Здесь, в Барселоне, в последние дни 1936 года, все это было далеко за горизонтом. Для многих иностранных добровольцев, собравшихся в городе, долговязый англичанин, слоняющийся по вестибюлям отелей в поисках места, где можно вступить в партию, или поднимающийся по лестнице, ведущей в офис Джона Макнейра, местного администратора МЛП , казался несколько подозрительной фигурой: без документов, не знающий политической ситуации и идеологически не поддающийся классификации. Будущий член парламента от лейбористов Дженни Ли, которая столкнулась с ним в это время, была поражена несоответствием пары огромных ботинок двенадцатого размера, которые болтались у него через плечо. У сотрудников МЛП тоже были сомнения относительно бывшего школьника с тягучим акцентом высшего класса, хотя Макнейр, как оказалось, прочитал две его книги; его помощник, Чарльз Орр, нашел новичка "языкастым" и непривлекательным. Но в искренности его побуждений сомневаться не приходилось. Хотя на этом этапе Оруэлл все еще представлял себя как журналиста, желающего писать статьи, он сообщил Макнейру, что "приехал в Испанию, чтобы вступить в ополчение для борьбы с фашизмом". Несколько сценический рассказ о прибытии Оруэлла в неопубликованной автобиографии Макнейра, написанной много лет спустя, рассказывает о том, как он "прогуливался" по офису МЛП ("Он всегда воспринимал все легко и спокойно и, казалось, никогда не спешил") и требовал, чтобы его немедленно отвезли в Ленинские казармы. Покоренный его энтузиазмом ("Немного шустрый, не так ли?") Макнейр познакомил Оруэлла с каталонским журналистом по имени Виктор Альба, который согласился устроить ему экскурсию по городу, пока его зачисление в армию будет оформляться. Это не увенчалось успехом. Как и Орр, Альба считал посетителя молчаливым и интровертом и полагал, что нежелание Оруэлла задавать вопросы говорит о простом отсутствии интереса. Потребовалось внимательное прочтение "Дома Каталонии" несколько лет спустя, чтобы подтвердить, что это был всего лишь метод работы Оруэлла, и что даже на этом раннем этапе он накапливал впечатления, которые позже будут использованы в печати.

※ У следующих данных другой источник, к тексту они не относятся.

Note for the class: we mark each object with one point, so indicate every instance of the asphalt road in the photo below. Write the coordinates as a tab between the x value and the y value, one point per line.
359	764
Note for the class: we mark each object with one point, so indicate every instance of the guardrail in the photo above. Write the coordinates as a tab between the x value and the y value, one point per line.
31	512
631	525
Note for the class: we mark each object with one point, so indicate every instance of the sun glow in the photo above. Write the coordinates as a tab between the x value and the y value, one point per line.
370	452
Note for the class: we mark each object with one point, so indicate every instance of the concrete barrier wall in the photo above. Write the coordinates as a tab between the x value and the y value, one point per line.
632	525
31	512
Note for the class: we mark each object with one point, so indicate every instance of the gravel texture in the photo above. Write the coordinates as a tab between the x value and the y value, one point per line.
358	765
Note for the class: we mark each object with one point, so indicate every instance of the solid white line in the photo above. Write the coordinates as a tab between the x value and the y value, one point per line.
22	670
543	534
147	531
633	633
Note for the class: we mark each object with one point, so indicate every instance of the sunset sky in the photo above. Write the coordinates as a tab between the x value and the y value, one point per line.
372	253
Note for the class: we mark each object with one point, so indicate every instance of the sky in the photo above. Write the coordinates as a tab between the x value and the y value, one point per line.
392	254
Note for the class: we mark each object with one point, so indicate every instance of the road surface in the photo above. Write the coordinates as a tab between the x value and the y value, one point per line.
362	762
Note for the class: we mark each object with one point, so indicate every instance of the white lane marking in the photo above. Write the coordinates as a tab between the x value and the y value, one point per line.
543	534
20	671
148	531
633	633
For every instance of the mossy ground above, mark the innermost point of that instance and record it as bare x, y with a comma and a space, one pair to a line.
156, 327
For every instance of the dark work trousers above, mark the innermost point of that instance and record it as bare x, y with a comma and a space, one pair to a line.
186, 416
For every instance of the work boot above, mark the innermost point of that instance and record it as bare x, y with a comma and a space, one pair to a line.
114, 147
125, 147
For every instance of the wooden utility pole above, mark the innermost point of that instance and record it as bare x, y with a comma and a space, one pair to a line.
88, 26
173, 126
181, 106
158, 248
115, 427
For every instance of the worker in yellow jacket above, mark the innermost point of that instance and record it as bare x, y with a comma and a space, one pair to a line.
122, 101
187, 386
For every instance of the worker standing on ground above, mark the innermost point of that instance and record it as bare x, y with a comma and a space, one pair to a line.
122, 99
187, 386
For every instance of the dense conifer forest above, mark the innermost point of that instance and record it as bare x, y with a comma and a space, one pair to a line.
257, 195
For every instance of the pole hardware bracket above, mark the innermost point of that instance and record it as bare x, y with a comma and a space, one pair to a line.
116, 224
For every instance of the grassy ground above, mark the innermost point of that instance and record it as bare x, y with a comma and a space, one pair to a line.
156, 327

Окончательное суждение Альбы заключалось в том, что Оруэлл "почувствовал страну, уловил настроение и основные психологические факты каталонцев в то время". Анализируя свою собственную позицию в первые дни пребывания в Испании, Оруэлл решил, что он "игнорировал политическую сторону войны" и полагал, что ее ведение сводилось лишь к убийству фашистов. На самом деле, как признают историки испанского конфликта, он столкнулся с необычайно сложной ситуацией. Спустя почти восемь с половиной десятилетий после окончания Гражданской войны в Испании можно по-разному относиться к ней. В зависимости от вашей политической позиции ее можно рассматривать как защиту демократии, испытание национальной самоидентификации в эпоху политики власти, возможность для социальной революции или, иногда, и иногда путано, как смесь всех трех. Почти все, что пошло не так у левых в 1936-1939 годах, можно объяснить этой размытостью мотивов: как однажды выразился Энтони Бивор, в конце концов, крах республики был результатом "неизбежного паралича левоцентристского правительства, столкнувшегося с правым восстанием с одной стороны и левой революцией с другой".